Et là encore, la capacité de ces Brionnais à valoriser terres et bétail est donnée en exemple : « ‘En peu de temps, l’aspect de la terre d’Anzely fut complètement transformé et bientôt, à la place des terrains dont la culture dispendieuse ne laissait aux détenteurs qu’un bénéfice illusoire, on vit s’étendre d’immenses prairies couvertes de bêtes blanches dont l’exploitation dans sa plus grande simplicité n’occupait que quelques domestiques’ » [Bougler et al., 1973, 9]86. Le récit du passage, d’un ’bénéfice illusoire’ à un développement de l’activité d’élevage contenu ici dans la figure des négociants-emboucheurs représentés par Claude Mathieu, marque bien l’esprit dans lequel va être entérinée une certaine idée du développement agricole de cette région. « ‘En tout cas, [Claude Mathieu] représente bien ces hommes qui ont oeuvré à l’essor du charolais à la fin du 18e siècle et dans le courant du 19e. Ce n’est pas un paysan mais un riche laboureur. C’est un bourgeois, fils de très gros commerçants, disposant d’importantes ressources financières, opérant de grandes améliorations foncières et pratiquant l’embouche. Tous les prophètes du charolais en Nivernais lui ressembleront : propriétaires de bois, maîtres de forges, et surtout après 1830 grands propriétaires légitimistes. Ils ne manquent pas de moyens financiers, exploitant des domaines de plus de 100 hectares de terres cultivables’ » [Thuillier, 1974, 59].

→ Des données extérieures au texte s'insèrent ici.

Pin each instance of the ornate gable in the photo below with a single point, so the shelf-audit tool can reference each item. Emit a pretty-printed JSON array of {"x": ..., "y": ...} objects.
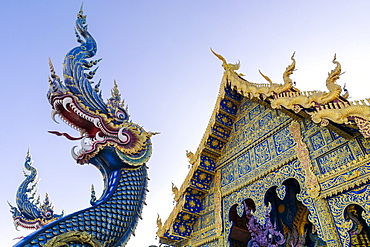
[{"x": 322, "y": 134}]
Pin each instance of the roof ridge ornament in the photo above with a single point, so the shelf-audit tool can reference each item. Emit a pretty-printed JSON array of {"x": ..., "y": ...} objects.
[{"x": 227, "y": 66}]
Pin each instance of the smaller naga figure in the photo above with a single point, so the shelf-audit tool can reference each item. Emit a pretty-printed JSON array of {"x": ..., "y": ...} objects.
[
  {"x": 110, "y": 141},
  {"x": 30, "y": 213}
]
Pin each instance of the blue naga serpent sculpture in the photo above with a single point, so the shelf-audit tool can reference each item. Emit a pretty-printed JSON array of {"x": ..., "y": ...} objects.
[{"x": 109, "y": 141}]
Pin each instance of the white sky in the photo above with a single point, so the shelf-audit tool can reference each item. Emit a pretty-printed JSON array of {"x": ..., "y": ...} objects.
[{"x": 158, "y": 52}]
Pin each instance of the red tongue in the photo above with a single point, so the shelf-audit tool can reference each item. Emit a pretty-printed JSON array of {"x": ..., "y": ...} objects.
[{"x": 66, "y": 135}]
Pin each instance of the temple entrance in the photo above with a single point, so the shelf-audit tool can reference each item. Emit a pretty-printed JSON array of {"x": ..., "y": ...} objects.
[
  {"x": 239, "y": 235},
  {"x": 285, "y": 225},
  {"x": 360, "y": 232},
  {"x": 291, "y": 217}
]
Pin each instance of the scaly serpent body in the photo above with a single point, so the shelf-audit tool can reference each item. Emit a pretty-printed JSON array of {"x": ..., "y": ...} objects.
[{"x": 109, "y": 141}]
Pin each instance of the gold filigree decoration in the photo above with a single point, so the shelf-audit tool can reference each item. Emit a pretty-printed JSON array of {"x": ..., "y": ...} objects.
[
  {"x": 250, "y": 89},
  {"x": 303, "y": 154},
  {"x": 364, "y": 126},
  {"x": 289, "y": 100},
  {"x": 340, "y": 113},
  {"x": 175, "y": 192},
  {"x": 74, "y": 236}
]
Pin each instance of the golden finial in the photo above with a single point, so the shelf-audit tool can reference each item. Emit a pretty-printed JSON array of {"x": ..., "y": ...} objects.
[
  {"x": 266, "y": 77},
  {"x": 175, "y": 190},
  {"x": 225, "y": 64},
  {"x": 159, "y": 222},
  {"x": 334, "y": 75},
  {"x": 115, "y": 91}
]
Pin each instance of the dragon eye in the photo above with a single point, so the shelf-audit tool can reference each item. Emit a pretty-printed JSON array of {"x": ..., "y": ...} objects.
[
  {"x": 120, "y": 115},
  {"x": 123, "y": 136}
]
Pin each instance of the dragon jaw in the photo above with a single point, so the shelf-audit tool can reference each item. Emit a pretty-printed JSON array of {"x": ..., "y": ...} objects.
[{"x": 97, "y": 132}]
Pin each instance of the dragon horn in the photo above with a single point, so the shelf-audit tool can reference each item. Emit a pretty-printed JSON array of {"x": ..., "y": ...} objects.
[{"x": 219, "y": 57}]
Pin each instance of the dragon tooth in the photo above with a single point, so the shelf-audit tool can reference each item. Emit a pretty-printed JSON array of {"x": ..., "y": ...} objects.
[
  {"x": 66, "y": 101},
  {"x": 84, "y": 145},
  {"x": 98, "y": 137},
  {"x": 53, "y": 114},
  {"x": 73, "y": 153}
]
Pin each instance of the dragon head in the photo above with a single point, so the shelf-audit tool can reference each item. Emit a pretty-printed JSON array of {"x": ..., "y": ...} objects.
[{"x": 78, "y": 102}]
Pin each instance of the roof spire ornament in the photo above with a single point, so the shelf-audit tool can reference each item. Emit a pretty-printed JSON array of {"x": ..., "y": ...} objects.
[{"x": 227, "y": 66}]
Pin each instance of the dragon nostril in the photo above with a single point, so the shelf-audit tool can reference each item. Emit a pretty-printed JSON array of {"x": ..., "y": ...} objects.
[{"x": 123, "y": 137}]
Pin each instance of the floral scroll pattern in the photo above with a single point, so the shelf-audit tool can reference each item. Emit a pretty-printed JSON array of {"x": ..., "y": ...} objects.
[{"x": 338, "y": 204}]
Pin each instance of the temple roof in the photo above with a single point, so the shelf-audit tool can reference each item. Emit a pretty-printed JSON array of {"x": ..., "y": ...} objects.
[{"x": 330, "y": 109}]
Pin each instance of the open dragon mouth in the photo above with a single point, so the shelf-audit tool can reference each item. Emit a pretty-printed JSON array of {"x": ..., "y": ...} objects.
[{"x": 92, "y": 128}]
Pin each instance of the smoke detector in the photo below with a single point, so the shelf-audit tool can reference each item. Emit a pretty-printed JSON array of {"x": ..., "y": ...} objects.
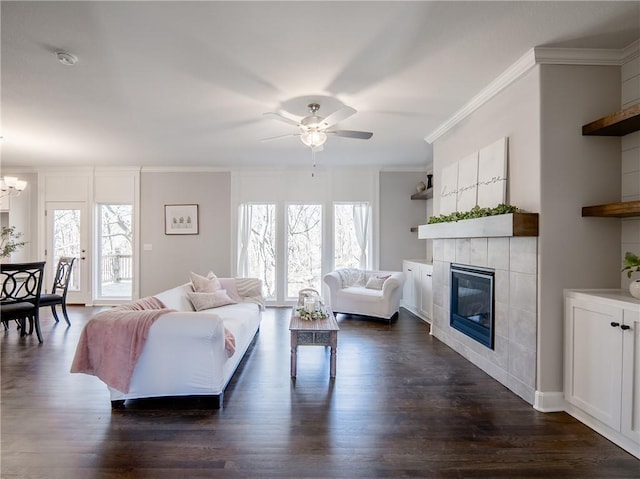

La corporation des négociants-emboucheurs joue un rôle manifeste dans la reconnaissance du développement agricole de la région d’élevage du charolais, les signes distinctifs énoncés à leur égard (puissance, richesse, réputation, considération...) caractérisant cette première figure forte de l’élevage charolais.

Notes
83.

Si le ’charolais’ s’écrivait indifféremment avec un ou deux ’l’ à cette époque il tend actuellement à être orthographié avec un ’l’ pour ce qui concerne la production de viande ou la région ’charolaise’ et deux ’l’ pour ce qui concerne les produits fermiers tel que le fromage de chèvre ’charollais’.

84.

D’après Claude Varenne de Berest, (1761) documents d’archives repris dans ’l’état économique de la bourgogne à la veille de la révolution’ – Paul Destray, (1911) bibliothèque de Nevers puis cité dans Bougler et al., 1973.

85.

D’après ’le Charolais, grand cru de Bourgogne’, document réalisé par le Conseil Régional de Bourgogne, Catherine Bernardis (coord), 20 pages.

86.

D’après Chamard, cité par E.Reverend du Mesnil, éleveur à Oyé (Brionnais) et repris par Bougler et al., 1973.